Seeing More Cognitive Decline, Advocates Ask Parson For Rapid COVID-19 Tests In Nursing Homes
Alzheimer’s and senior advocates say they’re seeing a disturbing trend of more cognitive decline in nursing home residents since the facilities have been shut down to visitors and activities that stimulate the brain. The Greater Missouri Alzheimer’s Association is asking Governor Mike Parson to provide fast-acting COVID-19 tests for nursing homes to combat the loneliness.
The Alzheimer’s Association wants all residents, staff, and visitors of nursing homes and long-term care facilities tested for COVID-19 with so-called “point of care” tests, which give results in about 15 minutes.
Jerry Dowell, vice president for public policy for the association, said this type of testing would make it safer for visitors to see their loved ones in a facility.
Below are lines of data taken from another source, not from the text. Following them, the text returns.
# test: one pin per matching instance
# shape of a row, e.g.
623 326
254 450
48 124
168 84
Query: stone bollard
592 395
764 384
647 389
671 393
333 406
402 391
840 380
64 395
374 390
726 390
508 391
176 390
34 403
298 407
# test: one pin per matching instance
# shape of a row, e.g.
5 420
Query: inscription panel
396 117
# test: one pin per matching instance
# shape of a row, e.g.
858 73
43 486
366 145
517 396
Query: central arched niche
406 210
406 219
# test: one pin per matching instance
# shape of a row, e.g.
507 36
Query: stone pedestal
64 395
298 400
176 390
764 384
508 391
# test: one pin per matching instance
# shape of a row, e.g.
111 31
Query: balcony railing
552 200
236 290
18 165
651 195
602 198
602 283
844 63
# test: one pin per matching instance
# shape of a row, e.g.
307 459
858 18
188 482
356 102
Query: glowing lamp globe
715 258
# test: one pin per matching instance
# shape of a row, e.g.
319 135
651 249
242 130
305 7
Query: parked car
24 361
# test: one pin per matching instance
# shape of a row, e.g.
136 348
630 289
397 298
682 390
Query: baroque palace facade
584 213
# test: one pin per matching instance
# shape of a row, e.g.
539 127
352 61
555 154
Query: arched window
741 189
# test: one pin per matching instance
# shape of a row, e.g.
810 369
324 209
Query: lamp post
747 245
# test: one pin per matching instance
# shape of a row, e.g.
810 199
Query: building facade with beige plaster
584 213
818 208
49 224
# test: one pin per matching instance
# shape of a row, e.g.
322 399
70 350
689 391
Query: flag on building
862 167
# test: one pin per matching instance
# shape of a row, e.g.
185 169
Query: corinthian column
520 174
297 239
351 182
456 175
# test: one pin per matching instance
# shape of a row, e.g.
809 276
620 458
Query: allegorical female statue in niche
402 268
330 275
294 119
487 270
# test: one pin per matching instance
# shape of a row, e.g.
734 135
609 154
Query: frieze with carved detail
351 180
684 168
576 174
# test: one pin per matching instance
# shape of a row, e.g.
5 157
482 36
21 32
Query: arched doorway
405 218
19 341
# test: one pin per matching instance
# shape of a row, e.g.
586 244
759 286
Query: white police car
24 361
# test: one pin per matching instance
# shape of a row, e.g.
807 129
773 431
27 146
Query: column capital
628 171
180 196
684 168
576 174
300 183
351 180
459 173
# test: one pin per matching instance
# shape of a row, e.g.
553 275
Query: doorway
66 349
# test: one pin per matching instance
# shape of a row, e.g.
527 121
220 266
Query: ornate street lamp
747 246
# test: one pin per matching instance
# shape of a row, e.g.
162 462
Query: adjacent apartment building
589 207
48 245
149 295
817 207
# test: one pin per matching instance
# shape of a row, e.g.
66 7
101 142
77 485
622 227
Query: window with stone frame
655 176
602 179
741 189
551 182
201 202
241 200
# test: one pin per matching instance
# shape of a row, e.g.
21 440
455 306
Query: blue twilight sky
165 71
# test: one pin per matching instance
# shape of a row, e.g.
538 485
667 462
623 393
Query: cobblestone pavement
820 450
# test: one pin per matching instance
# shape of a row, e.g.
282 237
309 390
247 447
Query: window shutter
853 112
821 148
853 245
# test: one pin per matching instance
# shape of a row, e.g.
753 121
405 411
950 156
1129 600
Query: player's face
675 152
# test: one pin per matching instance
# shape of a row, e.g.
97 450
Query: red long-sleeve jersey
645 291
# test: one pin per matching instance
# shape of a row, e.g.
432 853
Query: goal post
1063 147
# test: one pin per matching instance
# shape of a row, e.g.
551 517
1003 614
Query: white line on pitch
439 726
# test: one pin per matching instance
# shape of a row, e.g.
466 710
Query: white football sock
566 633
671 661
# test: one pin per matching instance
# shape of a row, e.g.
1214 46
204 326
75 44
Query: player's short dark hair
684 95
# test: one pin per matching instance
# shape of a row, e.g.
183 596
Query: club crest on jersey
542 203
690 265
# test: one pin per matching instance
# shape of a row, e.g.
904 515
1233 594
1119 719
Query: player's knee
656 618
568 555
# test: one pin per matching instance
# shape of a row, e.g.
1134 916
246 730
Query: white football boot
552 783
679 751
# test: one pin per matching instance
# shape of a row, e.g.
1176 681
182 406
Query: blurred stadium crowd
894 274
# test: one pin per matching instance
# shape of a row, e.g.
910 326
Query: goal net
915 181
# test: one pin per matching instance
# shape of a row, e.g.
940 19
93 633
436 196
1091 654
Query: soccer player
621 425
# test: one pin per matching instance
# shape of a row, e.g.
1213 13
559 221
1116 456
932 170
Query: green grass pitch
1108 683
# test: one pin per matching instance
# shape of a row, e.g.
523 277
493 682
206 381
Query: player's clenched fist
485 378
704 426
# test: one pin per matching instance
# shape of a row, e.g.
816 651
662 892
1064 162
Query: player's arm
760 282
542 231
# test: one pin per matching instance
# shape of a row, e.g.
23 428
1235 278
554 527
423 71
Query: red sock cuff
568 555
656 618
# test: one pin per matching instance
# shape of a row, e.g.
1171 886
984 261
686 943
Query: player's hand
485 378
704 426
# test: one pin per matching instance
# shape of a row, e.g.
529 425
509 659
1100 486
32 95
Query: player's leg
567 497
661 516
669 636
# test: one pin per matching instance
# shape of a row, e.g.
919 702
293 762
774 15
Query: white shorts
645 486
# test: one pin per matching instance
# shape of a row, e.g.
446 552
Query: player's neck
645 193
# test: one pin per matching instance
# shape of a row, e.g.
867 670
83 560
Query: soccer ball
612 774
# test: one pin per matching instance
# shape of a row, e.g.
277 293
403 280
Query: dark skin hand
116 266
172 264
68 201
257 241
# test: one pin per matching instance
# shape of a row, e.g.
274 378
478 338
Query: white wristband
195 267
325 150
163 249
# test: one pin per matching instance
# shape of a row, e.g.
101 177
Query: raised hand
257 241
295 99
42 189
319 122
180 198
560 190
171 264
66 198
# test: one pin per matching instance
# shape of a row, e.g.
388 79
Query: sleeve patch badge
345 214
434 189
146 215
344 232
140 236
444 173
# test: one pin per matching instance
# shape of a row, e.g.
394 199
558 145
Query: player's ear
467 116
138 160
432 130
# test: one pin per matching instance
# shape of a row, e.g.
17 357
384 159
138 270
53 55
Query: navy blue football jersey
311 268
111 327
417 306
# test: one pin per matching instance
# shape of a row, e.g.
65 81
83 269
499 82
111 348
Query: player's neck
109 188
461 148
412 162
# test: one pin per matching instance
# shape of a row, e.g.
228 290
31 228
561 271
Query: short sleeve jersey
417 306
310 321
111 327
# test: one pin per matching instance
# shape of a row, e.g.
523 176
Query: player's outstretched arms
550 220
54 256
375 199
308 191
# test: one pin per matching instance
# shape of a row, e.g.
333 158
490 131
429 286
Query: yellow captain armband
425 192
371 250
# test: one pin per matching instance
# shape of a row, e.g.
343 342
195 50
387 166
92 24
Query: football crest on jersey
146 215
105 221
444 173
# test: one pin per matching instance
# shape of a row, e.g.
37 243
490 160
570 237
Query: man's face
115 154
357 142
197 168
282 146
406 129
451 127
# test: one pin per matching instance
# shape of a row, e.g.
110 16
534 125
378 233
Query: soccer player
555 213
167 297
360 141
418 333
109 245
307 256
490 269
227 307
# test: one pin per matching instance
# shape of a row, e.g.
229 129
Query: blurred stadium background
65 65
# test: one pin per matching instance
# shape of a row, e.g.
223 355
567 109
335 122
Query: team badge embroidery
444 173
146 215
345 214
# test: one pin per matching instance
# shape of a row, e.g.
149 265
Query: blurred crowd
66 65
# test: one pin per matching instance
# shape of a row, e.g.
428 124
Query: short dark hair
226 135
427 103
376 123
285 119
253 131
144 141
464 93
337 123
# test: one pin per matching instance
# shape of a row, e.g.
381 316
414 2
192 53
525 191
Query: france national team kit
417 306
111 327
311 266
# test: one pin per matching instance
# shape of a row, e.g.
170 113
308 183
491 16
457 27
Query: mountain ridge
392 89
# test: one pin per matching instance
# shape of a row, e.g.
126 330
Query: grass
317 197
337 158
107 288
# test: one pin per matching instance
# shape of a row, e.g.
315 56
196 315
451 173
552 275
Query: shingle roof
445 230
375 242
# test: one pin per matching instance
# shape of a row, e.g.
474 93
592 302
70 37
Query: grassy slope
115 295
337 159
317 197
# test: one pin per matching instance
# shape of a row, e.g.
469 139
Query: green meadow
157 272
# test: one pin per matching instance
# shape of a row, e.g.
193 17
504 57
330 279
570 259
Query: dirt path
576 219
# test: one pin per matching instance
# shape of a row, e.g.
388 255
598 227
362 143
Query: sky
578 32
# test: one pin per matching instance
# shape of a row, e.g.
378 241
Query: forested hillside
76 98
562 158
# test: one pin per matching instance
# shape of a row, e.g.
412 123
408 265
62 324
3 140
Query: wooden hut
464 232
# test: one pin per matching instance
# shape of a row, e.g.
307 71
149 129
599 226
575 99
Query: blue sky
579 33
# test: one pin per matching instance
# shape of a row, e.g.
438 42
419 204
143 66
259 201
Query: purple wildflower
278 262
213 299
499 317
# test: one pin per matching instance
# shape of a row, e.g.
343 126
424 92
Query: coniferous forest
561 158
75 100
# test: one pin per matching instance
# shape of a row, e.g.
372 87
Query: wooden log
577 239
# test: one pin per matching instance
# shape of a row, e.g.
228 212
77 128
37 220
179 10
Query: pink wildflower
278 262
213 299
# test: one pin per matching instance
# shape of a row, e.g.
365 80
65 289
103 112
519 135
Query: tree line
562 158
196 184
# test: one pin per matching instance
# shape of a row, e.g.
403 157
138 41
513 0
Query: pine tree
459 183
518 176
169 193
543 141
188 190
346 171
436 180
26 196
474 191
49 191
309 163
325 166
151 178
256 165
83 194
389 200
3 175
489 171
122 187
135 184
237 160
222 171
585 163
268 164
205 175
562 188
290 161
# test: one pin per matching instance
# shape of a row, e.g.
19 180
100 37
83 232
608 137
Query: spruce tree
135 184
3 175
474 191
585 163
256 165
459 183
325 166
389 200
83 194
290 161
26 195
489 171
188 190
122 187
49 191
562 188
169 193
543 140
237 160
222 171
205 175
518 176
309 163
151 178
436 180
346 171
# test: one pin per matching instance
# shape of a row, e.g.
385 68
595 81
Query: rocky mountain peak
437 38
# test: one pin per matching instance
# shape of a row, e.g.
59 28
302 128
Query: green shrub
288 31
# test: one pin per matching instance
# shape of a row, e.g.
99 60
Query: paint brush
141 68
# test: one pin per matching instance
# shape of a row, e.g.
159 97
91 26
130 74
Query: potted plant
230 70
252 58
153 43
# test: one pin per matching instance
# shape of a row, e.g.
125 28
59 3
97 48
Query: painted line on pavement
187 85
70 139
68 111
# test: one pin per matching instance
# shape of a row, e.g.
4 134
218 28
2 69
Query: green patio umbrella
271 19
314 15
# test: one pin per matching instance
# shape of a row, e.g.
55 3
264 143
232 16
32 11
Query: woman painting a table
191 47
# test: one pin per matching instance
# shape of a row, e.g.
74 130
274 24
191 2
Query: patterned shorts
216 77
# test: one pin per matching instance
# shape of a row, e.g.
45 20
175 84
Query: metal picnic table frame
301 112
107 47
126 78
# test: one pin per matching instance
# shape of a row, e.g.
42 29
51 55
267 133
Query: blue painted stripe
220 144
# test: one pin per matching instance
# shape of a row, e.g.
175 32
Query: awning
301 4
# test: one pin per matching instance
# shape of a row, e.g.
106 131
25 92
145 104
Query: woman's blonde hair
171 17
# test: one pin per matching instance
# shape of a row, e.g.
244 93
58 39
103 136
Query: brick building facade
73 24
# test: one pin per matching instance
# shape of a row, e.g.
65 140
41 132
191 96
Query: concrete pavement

He says the social isolation many patients with dementia face during quarantine can lead to a decline in their condition.
“It adds to the loneliness, it adds to depression, it adds to not understanding their situation,” Dowell told KSMU.
Last month, the CEO of a Joplin nursing home where more than a dozen residents have died from COVID-19 said the loneliness and depression appears to be exacerbating cognitive decline among residents there, too.
"There's loneliness. Depression, as they have not been able to see their family. We've seen cognitive decline. And that's really across the entire organization, not just confined to Spring River," said Jake Bell, president and CEO of Christian Horizons, the parent company of Spring River Christian Village nursing home.
Bell says the lack of interaction with loved ones and visitors has likely exacerbated cognitive decline in some residents.